The sample IRS language permitted rollovers from Roth IRAs — of course, not permitted under the statute or regulations. No other failures have occurred. This is a non-compliance failure in form. This can be corrected easily by restating on an IRS pre-approved plan.

The new plan will have the correct IRC Section 415 language in the plan and will not permit rollovers from Roth IRAs. The employer did not accept any rollovers from Roth IRAs, but if they permitted invalid Roth rollovers they would need to go back to a Roth IRA — corrective distribution plus earnings from the 403(b) and back to the Roth IRA.

Case Study 4

A charter school adopted a non-ERISA 403(b) plan. The school is a public educational institution under state law, and therefore adopted a K-12 plan document. The plan accepts elective deferrals, employer contributions, and mandatory employee contributions.
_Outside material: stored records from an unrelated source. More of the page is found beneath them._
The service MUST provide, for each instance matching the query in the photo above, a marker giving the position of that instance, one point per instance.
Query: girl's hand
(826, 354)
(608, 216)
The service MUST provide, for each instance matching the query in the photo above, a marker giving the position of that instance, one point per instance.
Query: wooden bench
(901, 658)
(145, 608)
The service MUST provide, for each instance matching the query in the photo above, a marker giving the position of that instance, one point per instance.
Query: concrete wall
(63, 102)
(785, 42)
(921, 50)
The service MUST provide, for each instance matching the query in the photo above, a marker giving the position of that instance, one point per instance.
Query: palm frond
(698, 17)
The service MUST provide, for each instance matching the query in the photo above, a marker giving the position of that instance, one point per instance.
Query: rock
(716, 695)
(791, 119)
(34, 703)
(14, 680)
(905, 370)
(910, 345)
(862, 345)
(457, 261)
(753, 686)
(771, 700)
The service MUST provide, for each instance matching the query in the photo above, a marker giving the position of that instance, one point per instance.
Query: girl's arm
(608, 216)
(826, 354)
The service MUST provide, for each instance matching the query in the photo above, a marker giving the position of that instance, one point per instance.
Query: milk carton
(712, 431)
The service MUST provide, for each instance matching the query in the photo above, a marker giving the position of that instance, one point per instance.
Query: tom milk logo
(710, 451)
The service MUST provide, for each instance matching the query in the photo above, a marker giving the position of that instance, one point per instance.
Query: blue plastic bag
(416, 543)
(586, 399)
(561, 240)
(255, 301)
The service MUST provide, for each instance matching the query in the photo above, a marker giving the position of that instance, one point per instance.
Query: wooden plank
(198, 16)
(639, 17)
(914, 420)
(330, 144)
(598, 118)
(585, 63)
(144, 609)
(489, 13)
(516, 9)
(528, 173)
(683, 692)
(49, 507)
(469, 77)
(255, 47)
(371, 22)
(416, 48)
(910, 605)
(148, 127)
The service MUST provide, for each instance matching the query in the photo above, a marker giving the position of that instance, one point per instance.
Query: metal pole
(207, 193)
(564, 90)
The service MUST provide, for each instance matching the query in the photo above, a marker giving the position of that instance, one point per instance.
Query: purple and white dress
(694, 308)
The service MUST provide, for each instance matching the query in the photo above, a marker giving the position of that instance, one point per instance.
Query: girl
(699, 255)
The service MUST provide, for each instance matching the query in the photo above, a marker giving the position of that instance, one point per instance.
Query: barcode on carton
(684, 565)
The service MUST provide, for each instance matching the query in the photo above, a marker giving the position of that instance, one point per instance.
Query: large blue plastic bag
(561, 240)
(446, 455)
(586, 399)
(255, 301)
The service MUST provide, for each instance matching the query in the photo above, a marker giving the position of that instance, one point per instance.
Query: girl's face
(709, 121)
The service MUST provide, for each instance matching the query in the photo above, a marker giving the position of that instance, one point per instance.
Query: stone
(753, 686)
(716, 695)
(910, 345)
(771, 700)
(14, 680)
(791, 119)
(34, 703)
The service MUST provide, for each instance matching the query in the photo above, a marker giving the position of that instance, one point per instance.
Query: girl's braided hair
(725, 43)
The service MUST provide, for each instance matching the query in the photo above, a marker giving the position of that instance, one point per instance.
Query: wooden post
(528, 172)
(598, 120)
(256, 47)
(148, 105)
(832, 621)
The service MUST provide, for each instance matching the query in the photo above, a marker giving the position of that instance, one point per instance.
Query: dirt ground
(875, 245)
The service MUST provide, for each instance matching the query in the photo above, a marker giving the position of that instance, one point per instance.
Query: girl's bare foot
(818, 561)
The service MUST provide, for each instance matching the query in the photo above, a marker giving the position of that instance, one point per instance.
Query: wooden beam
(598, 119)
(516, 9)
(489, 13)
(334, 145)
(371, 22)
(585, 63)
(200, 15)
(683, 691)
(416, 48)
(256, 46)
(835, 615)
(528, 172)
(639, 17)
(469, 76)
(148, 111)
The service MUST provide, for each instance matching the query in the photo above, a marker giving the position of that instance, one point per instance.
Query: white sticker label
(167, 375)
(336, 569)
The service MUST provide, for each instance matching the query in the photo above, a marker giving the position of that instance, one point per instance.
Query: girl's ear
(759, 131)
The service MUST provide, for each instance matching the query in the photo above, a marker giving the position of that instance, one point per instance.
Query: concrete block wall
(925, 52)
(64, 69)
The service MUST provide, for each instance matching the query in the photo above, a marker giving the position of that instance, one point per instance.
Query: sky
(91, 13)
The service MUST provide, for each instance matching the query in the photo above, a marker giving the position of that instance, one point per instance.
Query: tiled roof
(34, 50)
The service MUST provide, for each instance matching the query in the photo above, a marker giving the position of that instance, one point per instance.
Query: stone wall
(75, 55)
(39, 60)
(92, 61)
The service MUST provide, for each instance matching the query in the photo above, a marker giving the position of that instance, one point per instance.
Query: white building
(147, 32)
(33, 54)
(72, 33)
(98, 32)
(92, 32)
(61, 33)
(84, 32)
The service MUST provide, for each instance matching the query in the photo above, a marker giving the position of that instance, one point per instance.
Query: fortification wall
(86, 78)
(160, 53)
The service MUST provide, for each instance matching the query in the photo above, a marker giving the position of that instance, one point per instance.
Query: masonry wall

Employer contributions are subject to a vesting schedule. Since this particular plan had to also be approved by the state, it seemed pretty clean for restatement purposes.

It is necessary to review state laws in certain cases, Diehl pointed out. In this case, the employer was coordinating the 403(b) with the provisions of the state plan.

Additional Restatement Issues

Diehl also identified additional issues that need to be considered concerning restatements:

ERISA Plans: There is a common misconception, she said, that ERISA 403(b) plans are fine and that the problems are only with K-12s — but “I can tell you from experience that is not the case!” she said.

Vendors: One may discover there are more than one may have thought; one also should consider whether or not they share information.

Individual contracts/agreements versus group contracts/agreements: Consider:

  • review by TPA or employer;


  • whether they satisfy the 403(b) regulations;


  • whether they have been updated;


  • that the deadline is March 31, 2020; and


  • that new contracts/agreements should be provided to participants no later than March 31, 2020.

Definition of compensation: Employers sometimes forget to tell the TPA there are exclusions.

Termination of the 403(b) plan: Still a problem if the plan contains custodial agreements.

New adoption agreements: Pre-populating a new adoption agreement from an old one may be a big disservice to a client unless it is reviewed provision by provision.

Other material that discusses the 403(b) plan: If needed, employers should review and update any other material that discusses the 403(b) plan, such as employee benefit handbooks, employment contracts, union contracts, and enrollment materials. And remember the administrative appendix and vendor attachment, which are a part of the plan.

Coordinating: Remember to coordinate with state 403(b) plans and plans for optional retirement programs. And it is critical to review custodial agreements and annuity contracts.

Amendments: Diehl also reminded attendees that now that there are IRS pre-approved plan amendments, from now on the rules will be the same as those for qualified plans.